E ela o fez, se juntou a suspiração coletiva, quando o equilibrista subiu na corda. Ele andava com uma segurança tal qual a certeza que se tem de que algo jogado para cima eventualmente desce, mas conseguia convencê-la de que estava prestes a cair e dos braços estendidos em direção ao equilibrista ouvia-se os suspiros. E ele, ao ver os braços estendidos suspirou para si. E ao acabar o seu número convidou a garota para passear, andou equilibrando-se nos meio-fios, bancos, em tudo o que havia para se equilibrar e, no entanto, o sorriso da garota o desequilibrava. Ele por muitas vezes fingiu a queda, mas conquistara a confiança da garota e essa não mais lhe estendeu os braços, apenas sorrisos. O equilibrista subiu em uma árvore, queria que a garota lhe estendesse os braços, mas tudo o que ela fez foi cobrir a boca, quando ele lhe mostrou o pássaro que havia encontrado abandonado e machucado na árvore. A garota levou o pássaro para casa e passou a dedicar a ele o seu afeto todos os dias.

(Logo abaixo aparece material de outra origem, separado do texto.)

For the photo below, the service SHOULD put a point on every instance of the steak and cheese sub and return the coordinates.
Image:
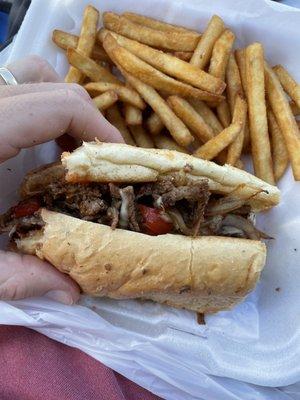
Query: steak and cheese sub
(127, 222)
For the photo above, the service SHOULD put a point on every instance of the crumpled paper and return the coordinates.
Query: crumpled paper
(160, 348)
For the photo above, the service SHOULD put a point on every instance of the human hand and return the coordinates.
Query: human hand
(29, 115)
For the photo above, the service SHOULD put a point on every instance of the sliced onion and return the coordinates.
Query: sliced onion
(232, 231)
(245, 225)
(232, 201)
(178, 222)
(224, 205)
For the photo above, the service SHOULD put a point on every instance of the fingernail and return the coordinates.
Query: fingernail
(60, 296)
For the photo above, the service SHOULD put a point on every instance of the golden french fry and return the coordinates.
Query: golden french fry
(125, 94)
(233, 81)
(176, 127)
(191, 118)
(163, 141)
(218, 143)
(89, 67)
(105, 100)
(207, 114)
(295, 109)
(220, 54)
(86, 41)
(279, 151)
(151, 76)
(157, 24)
(260, 143)
(183, 55)
(114, 116)
(169, 64)
(166, 40)
(141, 137)
(223, 113)
(288, 83)
(240, 57)
(205, 45)
(65, 40)
(133, 115)
(285, 119)
(239, 116)
(234, 91)
(154, 124)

E todos os dias dedicou a ele o seu afeto, sorriu os sorrisos, sorriu as palavras que não disse, sorriu os braços que não estendeu, e sorriu o amor que sentiu. O equilibrista se desequilibrava com o sorriso apenas como sorriso, se ao menos soubesse de todos os outros afetos disfarçados de sorriso, teria ele com certeza ido ao chão antes de executar o seu último número. A garota sorria também a consciência de que a corda era o mundo do equilibrista, que ele a deixaria para ir arrancar os suspiros de garotas outras e passear com elas, e se equilibrar nos meio-fios e bancos delas, e não o culpava, nada é culpa de ninguém, afinal, as coisas apenas acontecem. E aconteceria do equilibrista ir embora. E ela acontecia de estar sofrendo, sorria também o sofrimento, que era para não desequilibrar o equilibrista que zelava por ela. Ela esperaria por ele, quando ele voltasse na próxima temporada talvez pudesse compreender o seus sorrisos.

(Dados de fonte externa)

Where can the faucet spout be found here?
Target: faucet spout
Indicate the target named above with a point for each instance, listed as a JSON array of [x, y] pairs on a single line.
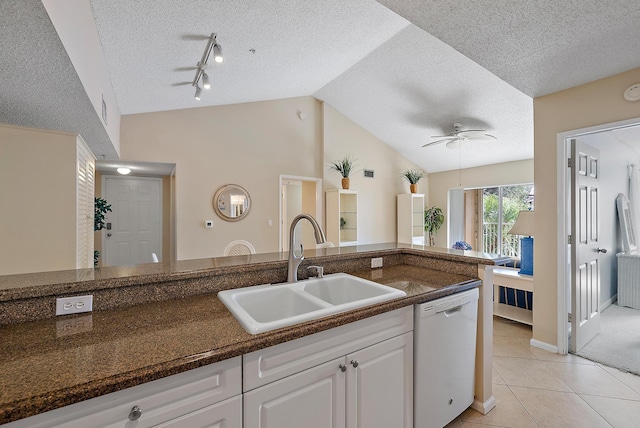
[[295, 260]]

Quando voltasse na próxima temporada, talvez ele pudesse compreender os seus sorrisos, então ela esperaria por ele. E decidiu não lhe contar nada sobre o equilibrista, porque o seu sofrimento poderia causar vertigens. Como poderia o pássaro voar, se sentisse vertigem. Ela sorriu então a consciência de que o céu era o mundo do pássaro e que ele havia de voar, talvez, até o seu último número. E estendeus as mãos para que o pássaro pudesse voar. Ele não voou.
Talvez o céu fosse o mundo do pássaro porque não havia ninguém para lhe receber de braços estendidos no chão.
Leialti minimalista.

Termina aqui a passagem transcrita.